Was an der Grenze zu Österreich schon Praxis ist, will die Unionsfraktion im Bundestag nun auf andere Grenzen ausweiten: stationäre Kontrollen. Foto: dpa/Sven Hoppe

Die Unionsfraktion im Bundestag hat einen Antrag eingebracht, der auf die erheblich steigende Zahl illegaler Einreisen an den südlichen und östlichen Grenzen reagiert.

Das Problem wieder steigender Asylbewerber-Zahlen beschäftigt die Politik auf vielen Ebenen. In der EU läuft eine Debatte über eine Verlagerung der Asylverfahren an die Außengrenzen. Beim Treffen des Bundeskanzlers mit den Ministerpräsidenten am Mittwoch hatte das Thema ebenfalls die zentrale Rolle gespielt. Nun bringt die Unionsfraktion im Deutschen Bundestag einen neuen Aspekt ins Spiel: Sie hat am Donnerstag einen Antrag ins Parlament eingebracht, der nach dem Vorbild der Kontrollen an der deutsch-österreichischen Grenze die zeitweilige Einführung stationärer Kontrollen an den Grenzen zu Polen, Tschechien und der Schweiz verlangt. Die Bundesregierung soll „jetzt europäisch notifiziert, lageangepasst und im Zusammenspiel mit moderner Binnengrenzfahndung die an der deutsch-österreichischen Grenze stattfindenden Kontrollen vorübergehend auf die Binnengrenzen zu Polen, Tschechien und zur Schweiz ausweiten, solange die zu hohe Zahl illegaler Einreisen anhält“, heißt es in dem Antrag.

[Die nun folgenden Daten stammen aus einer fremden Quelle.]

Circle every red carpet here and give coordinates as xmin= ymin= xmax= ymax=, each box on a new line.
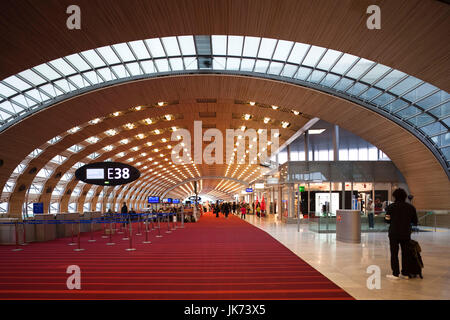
xmin=0 ymin=213 xmax=353 ymax=300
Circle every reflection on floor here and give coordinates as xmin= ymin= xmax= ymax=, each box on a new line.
xmin=243 ymin=213 xmax=450 ymax=300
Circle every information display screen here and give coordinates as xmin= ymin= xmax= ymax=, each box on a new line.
xmin=172 ymin=199 xmax=180 ymax=204
xmin=75 ymin=162 xmax=140 ymax=186
xmin=162 ymin=198 xmax=172 ymax=204
xmin=148 ymin=196 xmax=160 ymax=204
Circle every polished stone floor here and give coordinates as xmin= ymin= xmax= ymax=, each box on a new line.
xmin=242 ymin=213 xmax=450 ymax=300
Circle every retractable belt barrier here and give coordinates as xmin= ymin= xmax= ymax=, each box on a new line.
xmin=0 ymin=212 xmax=181 ymax=252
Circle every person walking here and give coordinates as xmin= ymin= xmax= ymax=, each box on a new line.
xmin=240 ymin=204 xmax=247 ymax=220
xmin=121 ymin=202 xmax=129 ymax=226
xmin=224 ymin=202 xmax=230 ymax=219
xmin=367 ymin=199 xmax=374 ymax=229
xmin=385 ymin=188 xmax=418 ymax=280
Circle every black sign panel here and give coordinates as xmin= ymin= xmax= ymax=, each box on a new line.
xmin=188 ymin=196 xmax=201 ymax=201
xmin=75 ymin=162 xmax=140 ymax=186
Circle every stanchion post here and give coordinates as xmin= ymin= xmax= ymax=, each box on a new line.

100 000 Asylanträge in den ersten vier Monaten des Jahres

Hintergrund sind die aktuellen Zahlen beim Zuzug von Flüchtlingen und Asylbewerbern: Die Unionsfraktion verweist in ihrer Antragsbegründung darauf, dass in den ersten vier Monaten dieses Jahres vom Bundesamt für Migration und Flüchtlinge über 100 000 Erstanträge von Asylbewerbern entgegen genommen worden seien, was einen Zuwachs von fast 80 Prozent gegenüber dem Vorjahreszeitraum bedeute. Im ersten Quartal 2023 waren vor allem die südlichen und östlichen Grenzen von unerlaubten Einreisen betroffen. Der Antrag verweist darauf, dass die Bundespolizei von Januar bis März an der Grenze zu Polen 4013 unerlaubte Einreisen festgestellt habe, zu Österreich 3674, zur Schweiz 3063 und zu Tschechien 1516.

Die Gewerkschaft der Polizei (GdP) sieht den Vorschlag allerdings skeptisch. Andreas Roßkopf, der Vorsitzende des Bezirks Bundespolizei bei der GdP, sagte unserer Zeitung, die Bundespolizei sei „weder personell noch technisch so ausgestattet, um ad hoc stationäre Grenzkontrollen zu weiteren Ländern durchführen zu können“. Die Anforderungen seien „nicht leistbar“. Eine lückenlose Kontrolle der Grenzüberschreitungen sei „nur unter höchsten Anstrengungen möglich und auch nur über einen sehr geringen Zeitraum“.

„Weit entfernt von einer Situation wie 2015“

Alexander Throm, der innenpolitische Sprecher der Unionsfraktion im Bundestag, nannte den Antrag seiner Partei dagegen „ein wichtiges und notwendiges Signal sowohl an Ankommende als auch an die europäischen Nachbarstaaten“. Die deutlich steigenden Zahlen illegaler Grenzübertritte erforderten eine Reaktion. So sei zu beobachten, dass viele illegale Grenzübertritte an den Grenzen zu Polen und Tschechien durch Menschen geschehen, die zuvor die Route über Russland und Belarus genommen hätten. Beide Länder instrumentalisierten die Flüchtlinge gezielt.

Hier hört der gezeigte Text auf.